Now unless you're a theocratic nutjob or an Igophile, you'll realize that if there's one sort of foreign policy where Canada cannot chart its own course, it's the guns'n ammo stuff. We're just too small a player. That means we can only use those drones in support of a senior partner, a major player. Think "coalition of the willing." Think America. Think Foreign Legion. For a country the size of Canada, armed drones are something you buy so that you can fight in support of somebody else's war.
Every nation's military war games and comes up with contingency plans for warfighting. We even have one for what we'll do when the Americans come pouring across our border... just in case. What are the contingencies in which we foresee the use of these drones? In conjunction with what other weaponry and forces? In association with what other nations? Under the command of what foreign power? Against what possible nation or group of nations? For how long? At what cost?

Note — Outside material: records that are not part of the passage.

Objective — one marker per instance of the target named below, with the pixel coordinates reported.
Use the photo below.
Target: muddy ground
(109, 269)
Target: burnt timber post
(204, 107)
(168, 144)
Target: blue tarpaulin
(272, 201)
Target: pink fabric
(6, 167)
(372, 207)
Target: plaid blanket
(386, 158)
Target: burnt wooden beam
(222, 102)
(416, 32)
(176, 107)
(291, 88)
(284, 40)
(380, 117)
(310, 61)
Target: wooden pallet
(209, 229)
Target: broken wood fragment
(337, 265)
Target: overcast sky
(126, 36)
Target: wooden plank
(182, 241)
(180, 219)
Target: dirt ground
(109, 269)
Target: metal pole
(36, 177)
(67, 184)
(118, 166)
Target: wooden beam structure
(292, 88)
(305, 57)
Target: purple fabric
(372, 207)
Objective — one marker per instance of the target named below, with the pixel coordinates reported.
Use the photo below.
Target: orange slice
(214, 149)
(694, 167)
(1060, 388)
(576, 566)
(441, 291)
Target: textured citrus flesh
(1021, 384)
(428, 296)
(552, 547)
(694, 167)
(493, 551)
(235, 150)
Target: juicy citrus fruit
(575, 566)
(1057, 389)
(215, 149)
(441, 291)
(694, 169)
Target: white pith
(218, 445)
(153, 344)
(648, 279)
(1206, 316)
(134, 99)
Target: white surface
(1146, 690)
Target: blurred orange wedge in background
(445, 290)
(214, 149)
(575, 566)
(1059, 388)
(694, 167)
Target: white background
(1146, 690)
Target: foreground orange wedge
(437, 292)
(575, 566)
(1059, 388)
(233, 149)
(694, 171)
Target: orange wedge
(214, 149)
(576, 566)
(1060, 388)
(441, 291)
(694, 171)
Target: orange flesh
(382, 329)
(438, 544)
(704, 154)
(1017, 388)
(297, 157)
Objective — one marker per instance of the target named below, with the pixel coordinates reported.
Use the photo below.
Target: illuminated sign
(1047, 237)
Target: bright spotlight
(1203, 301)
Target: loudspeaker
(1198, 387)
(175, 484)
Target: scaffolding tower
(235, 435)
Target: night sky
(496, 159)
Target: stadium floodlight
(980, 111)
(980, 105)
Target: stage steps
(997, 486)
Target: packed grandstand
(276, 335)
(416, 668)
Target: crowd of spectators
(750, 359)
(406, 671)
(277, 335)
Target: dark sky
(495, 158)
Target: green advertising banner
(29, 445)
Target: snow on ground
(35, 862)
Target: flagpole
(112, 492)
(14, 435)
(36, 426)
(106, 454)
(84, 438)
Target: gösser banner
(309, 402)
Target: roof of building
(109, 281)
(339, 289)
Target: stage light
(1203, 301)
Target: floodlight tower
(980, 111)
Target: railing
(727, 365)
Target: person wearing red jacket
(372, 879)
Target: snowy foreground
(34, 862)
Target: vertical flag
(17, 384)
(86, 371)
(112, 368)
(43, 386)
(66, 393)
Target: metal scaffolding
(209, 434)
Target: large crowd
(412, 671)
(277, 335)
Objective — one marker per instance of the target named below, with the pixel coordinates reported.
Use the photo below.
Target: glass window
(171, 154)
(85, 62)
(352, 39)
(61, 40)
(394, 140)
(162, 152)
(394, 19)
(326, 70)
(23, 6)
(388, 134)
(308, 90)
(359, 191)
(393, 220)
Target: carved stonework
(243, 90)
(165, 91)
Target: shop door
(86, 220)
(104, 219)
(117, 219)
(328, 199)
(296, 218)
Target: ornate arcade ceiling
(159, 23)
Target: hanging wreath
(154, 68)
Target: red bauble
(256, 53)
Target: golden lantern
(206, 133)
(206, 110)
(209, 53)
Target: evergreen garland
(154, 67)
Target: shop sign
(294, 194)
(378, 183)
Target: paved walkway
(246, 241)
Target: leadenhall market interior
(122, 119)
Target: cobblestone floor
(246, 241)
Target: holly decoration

Aren't you just a bit curious about all these questions? I sure am and I'd like to think they're being asked and discussed - and they're not. After all, we're talking about the future of Canada and our posture toward the rest of the world during what promises to be a highly unstable and dangerous century. Maybe to ask and answer those questions would bring up a lot of issues we simply don't want raised in the public's mind.
This is the time we could sure use an opposition to force these things to be debated in Parliament. Nah, forget I even mentioned it.